This historical marker is located on US 17 Business (North Broad Street) in Edenton. It was erected in 1949.
Hugh Williamson (December 5, 1735–May 22, 1819) was an American politician. He is best known for representing North Carolina at the Constitutional Convention.
Williamson was a scholar of international renown. His work brought him into contact with some of the leading intellectuals of the revolutionary cause and, in turn, with the ferment of political ideas that eventually found expression in the Constitution. During the American Revolution, Williamson contributed his considerable talents as physician and natural scientist to the American war effort. His experiences in that preeminent event of his generation transformed the genial scholar into an adroit politician and a determined leader in the campaign for effective national government. This leadership was evident not only at the Convention in Philadelphia but also, with telling effect, during the ratification debates in North Carolina.

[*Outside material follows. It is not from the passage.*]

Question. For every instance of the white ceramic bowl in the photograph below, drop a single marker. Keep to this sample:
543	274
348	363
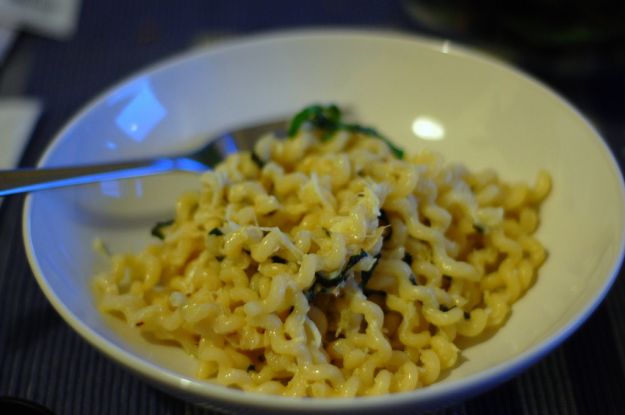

Williamson's career demonstrates the rootlessness that characterized the lives of many Americans even in the eighteenth century. Born on the frontier, he lived for significant periods of his long life in three different regions of the country. This mobility undoubtedly contributed to the development of his nationalistic outlook, an outlook strengthened by wartime service with interstate military forces and reinforced by the interests of the planters and merchants that formed his North Carolina constituency. These experiences convinced him that only a strong central government could adequately protect and foster the political, economic, and intellectual future of the new nation.